When I was a kid, two weeks before Christmas we went to Aunt Punch’s farm and cut down a cedar tree. Many cedars dotted the hillside beyond the creek, and we had our pick. We argued over the one that was fullest, the one that was the right height, then Dad sawed it down. He wrestled it into the trunk, tied it down, and at home he anchored it in a bucket of dirt with rocks wedged in place to keep it solidly upright, so it could withstand the rambunctious decorating by me and my sister and brothers.
The fragrant smell of cedar permeated the living room.
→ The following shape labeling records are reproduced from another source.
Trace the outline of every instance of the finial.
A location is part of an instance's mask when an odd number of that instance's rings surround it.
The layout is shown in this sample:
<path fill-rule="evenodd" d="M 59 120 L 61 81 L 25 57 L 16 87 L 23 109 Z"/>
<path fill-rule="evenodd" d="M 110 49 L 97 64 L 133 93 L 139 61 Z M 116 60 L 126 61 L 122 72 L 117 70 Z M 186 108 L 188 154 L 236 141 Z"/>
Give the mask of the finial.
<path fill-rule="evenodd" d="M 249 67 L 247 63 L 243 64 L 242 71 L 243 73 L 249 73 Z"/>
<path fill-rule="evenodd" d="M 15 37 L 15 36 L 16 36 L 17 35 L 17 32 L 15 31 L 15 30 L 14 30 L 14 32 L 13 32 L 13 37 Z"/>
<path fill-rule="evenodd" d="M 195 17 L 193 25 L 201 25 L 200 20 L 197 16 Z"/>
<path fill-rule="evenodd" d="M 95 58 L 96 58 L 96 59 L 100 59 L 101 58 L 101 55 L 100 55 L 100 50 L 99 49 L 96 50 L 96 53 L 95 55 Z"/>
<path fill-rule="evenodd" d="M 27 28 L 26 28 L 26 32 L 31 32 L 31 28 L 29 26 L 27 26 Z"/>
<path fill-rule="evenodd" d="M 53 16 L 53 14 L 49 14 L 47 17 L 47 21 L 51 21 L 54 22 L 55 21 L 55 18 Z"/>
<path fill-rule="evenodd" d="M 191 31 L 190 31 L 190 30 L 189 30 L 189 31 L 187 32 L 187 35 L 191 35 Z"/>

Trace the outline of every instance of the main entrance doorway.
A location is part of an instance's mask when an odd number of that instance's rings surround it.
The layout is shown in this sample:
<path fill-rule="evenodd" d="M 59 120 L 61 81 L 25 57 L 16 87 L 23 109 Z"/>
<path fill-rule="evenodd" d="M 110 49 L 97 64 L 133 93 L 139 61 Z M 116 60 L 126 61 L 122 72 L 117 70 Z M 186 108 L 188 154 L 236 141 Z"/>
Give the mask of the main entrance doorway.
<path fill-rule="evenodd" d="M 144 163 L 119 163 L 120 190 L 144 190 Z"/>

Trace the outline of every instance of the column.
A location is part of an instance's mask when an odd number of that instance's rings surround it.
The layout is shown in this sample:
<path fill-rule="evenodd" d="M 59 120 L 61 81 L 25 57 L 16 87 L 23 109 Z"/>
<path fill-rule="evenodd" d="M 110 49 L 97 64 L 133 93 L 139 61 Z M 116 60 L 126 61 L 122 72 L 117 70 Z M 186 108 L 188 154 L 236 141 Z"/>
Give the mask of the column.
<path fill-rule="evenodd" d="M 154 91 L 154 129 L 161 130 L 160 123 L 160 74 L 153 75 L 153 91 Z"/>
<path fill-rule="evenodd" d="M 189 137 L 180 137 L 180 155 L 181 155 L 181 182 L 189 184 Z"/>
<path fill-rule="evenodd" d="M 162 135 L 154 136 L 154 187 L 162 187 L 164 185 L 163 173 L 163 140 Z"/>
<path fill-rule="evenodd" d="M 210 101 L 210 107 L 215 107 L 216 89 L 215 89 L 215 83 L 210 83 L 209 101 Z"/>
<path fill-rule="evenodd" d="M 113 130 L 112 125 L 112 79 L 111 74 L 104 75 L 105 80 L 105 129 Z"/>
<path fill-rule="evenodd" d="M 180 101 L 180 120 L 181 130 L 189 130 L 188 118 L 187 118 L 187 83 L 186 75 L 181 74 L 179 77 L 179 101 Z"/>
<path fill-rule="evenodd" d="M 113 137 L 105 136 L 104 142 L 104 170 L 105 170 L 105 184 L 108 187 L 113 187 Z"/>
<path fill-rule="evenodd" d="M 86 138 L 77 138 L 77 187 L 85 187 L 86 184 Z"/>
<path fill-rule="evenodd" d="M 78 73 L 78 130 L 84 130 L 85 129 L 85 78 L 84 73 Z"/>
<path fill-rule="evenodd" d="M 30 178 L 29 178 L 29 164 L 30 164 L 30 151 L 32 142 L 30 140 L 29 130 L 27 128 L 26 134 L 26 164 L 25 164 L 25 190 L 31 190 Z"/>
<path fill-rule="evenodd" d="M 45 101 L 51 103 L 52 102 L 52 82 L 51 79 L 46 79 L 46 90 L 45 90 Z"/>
I’d walk up to the tree after it was decked out and just take deep breaths of Christmas. Of course, we watered it every day, but by the day after Christmas when we took it down, dry needles bit into our hands.
Fast forward to the time when I was a single gal and living alone. The office purchased a new Christmas tree and took secret bids on the old five-foot aluminum tree with few branches. I bought it for $1.50
No lights could go on this metal tree, so I covered Styrofoam balls with glue, rolled them in glitter, stuck unbent paperclips in them, and hung them on the tree. A blue-glittered Styrofoam star topped the tree. I, as a poor but independent adult, had my first Christmas tree that sparkled and shimmered, but it didn’t smell.
After Jim and I married, we decorated his eight-foot lemon tree with my Styrofoam ornaments. I got a paint-by-numbers ornament kit and painted wooden ornaments, both sides, and hung those, too. If I crushed a leaf, I smelled tart lemon, not really a Christmas scent.
Later when Landon was a couple years old, we decided to get a real tree, and although it was pine, not cedar, the evergreen smell was there. We bought it off a lot, and Jim put it in a bucket of sand from the sandbox. For a couple days all was fine, but then the smell of Christmas soured. I’d been watering the tree to keep it fresh, but the smell coming from the needles was anything but fresh.
Of course, I knew we lived with neighbors who loved cats. Millie had eleven, and the Bailey sisters had seven. Turns out, when the lid was left off Landon’s sandbox, their precious cats had thought it was a litter box. When I watered the Christmas tree sand, the smell became noxious.
Friends who were leaving town for the holidays took their tree down and brought it over for us, so we decorated another tree and put it in the living room. From then on, we used a Christmas tree stand to hold our evergreen upright.
Fast forward again several years. Jim took Landon and Marshall to the Christmas parade, but Morgan felt sick, so we stayed home. The next day I took him to his pediatrician.
“Morgan is here every Christmas season,” she said. She pursed her lips in thought. “When did you put up your tree?”
“Yesterday,” I said, and then the light bulb went on. “You don’t think…”
“Take it down,” she said.
And that was that. The last year of the real tree. We undecorated that tree, and by now we had lots of ornaments as gifts from friends and family, and we carried that tree outside. Some friends hadn’t purchased a tree yet, so we gave it to them.
We went to six stores before I found a tree that looked real. It was the display tree, but we bought it and disassembled it. Limbs were piled in two carts, and a couple fell off before we got to checkout.
The next day, we decorated the tree with all the ornaments we’d collected through the years. It was a beautiful tree, but it didn’t smell, and I didn’t dare spray evergreen scent for fear of harming Morgan.
We still use that lovely tree, and we can put it up more than two weeks ahead of Christmas without it drying out. People have asked me if it’s real, it looks that good. But it doesn’t smell. And although Morgan hasn’t lived here for years, he visits during the holidays, so I don’t spray an artificial scent.
Now that it’s the season and Christmas trees line up outside stores while awaiting good homes, I walk along and smell each one. And I’m transported in time to when Christmas was the scent of an evergreen.